We jump into the last part of the story of Joseph. From a boy with a multi-colored coat to the Pharaoh’s chief steward – it was quite a leap. No wonder his brothers are stunned beyond speech.

“Then Joseph said to his brothers, “Come closer to me.” And they came closer. He said, “I am your brother, Joseph, whom you sold into Egypt. And now do not be distressed, or angry with yourselves, because you sold me here; for God sent me before you to preserve life. For the famine has been in the land these two years; and there are five more years in which there will be neither plowing nor harvest. God sent me before you to preserve for you a remnant on earth, and to keep alive for you many survivors. So it was not you who sent me here, but God; he has made me a father to Pharaoh, and lord of all his house and ruler over all the land of Egypt.” (Verses 4 – 8)

I can’t help but see the irony that the Hebrews – what little cluster of them that there were – grew to such a large group that the Egyptians generations after Joseph became fearful of them and enslaved them. Is this how the Lord God planned on preserving this “remnant”? Did Joseph see down the generations to this outcome? And yet under the protections of the Egyptians the Hebrews did grow and multiply. But at what cost?

“Hurry and go up to my father and say to him, ‘Thus says your son Joseph, God has made me lord of all Egypt; come down to me, do not delay. You shall settle in the land of Goshen, and you shall be near me, you and your children and your children’s children, as well as your flocks, your herds, and all that you have. I will provide for you there–since there are five more years of famine to come–so that you and your household, and all that you have, will not come to poverty.’ “(Verses 9 – 11)

And yet who are we to question the ways of the Divine. A small group of Hebrews, properly not much more than Israel’s sons and what wives they have taken, eking out an existence in the middle of a famine. Maybe Joseph was right to over protection to them. Maybe he knew they would not survive where they were. Many things are done under the eyes and with the approval of the Divine that we do not understand. That is true of many things in the Old Testament; why should the story of Joseph be any different?
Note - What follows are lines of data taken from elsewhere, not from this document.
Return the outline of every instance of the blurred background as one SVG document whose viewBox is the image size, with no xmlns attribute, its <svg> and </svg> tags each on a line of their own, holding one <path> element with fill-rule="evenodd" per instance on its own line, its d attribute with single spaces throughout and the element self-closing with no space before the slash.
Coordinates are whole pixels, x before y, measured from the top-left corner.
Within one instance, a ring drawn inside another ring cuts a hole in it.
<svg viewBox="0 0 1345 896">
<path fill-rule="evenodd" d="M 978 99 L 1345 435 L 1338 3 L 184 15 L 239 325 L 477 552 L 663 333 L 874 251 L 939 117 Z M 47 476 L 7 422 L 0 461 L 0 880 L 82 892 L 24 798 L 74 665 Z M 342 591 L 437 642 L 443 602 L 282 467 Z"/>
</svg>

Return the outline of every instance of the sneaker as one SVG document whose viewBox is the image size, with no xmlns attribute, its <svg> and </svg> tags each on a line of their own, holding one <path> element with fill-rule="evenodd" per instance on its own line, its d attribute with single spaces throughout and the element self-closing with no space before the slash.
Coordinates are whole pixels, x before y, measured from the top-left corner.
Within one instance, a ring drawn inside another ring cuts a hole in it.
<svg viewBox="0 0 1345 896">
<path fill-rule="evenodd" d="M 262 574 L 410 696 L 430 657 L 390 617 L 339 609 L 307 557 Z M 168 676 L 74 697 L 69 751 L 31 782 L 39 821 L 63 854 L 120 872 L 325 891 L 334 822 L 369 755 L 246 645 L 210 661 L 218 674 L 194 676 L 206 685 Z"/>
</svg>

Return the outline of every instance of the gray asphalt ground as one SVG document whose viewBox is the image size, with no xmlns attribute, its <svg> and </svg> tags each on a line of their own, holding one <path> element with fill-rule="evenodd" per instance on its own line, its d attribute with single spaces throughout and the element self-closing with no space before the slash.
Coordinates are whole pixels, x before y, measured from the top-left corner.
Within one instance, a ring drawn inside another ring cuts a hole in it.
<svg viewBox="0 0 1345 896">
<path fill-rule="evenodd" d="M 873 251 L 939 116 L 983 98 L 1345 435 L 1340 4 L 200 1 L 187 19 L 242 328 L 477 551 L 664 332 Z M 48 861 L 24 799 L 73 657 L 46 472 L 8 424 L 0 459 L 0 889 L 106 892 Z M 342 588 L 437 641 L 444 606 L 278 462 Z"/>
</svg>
“And he kissed all his brothers and wept upon them; and after that his brothers talked with him.” (Verse 15)

What we do need to remember that all things that the Divine does are done out of love. Now, discerning between what are the intentional acts of the Divine, and what things have been attributed to the will of the Divine by humanity is a complete different story, and one far too large to be discussed in just one posting! Shalom!!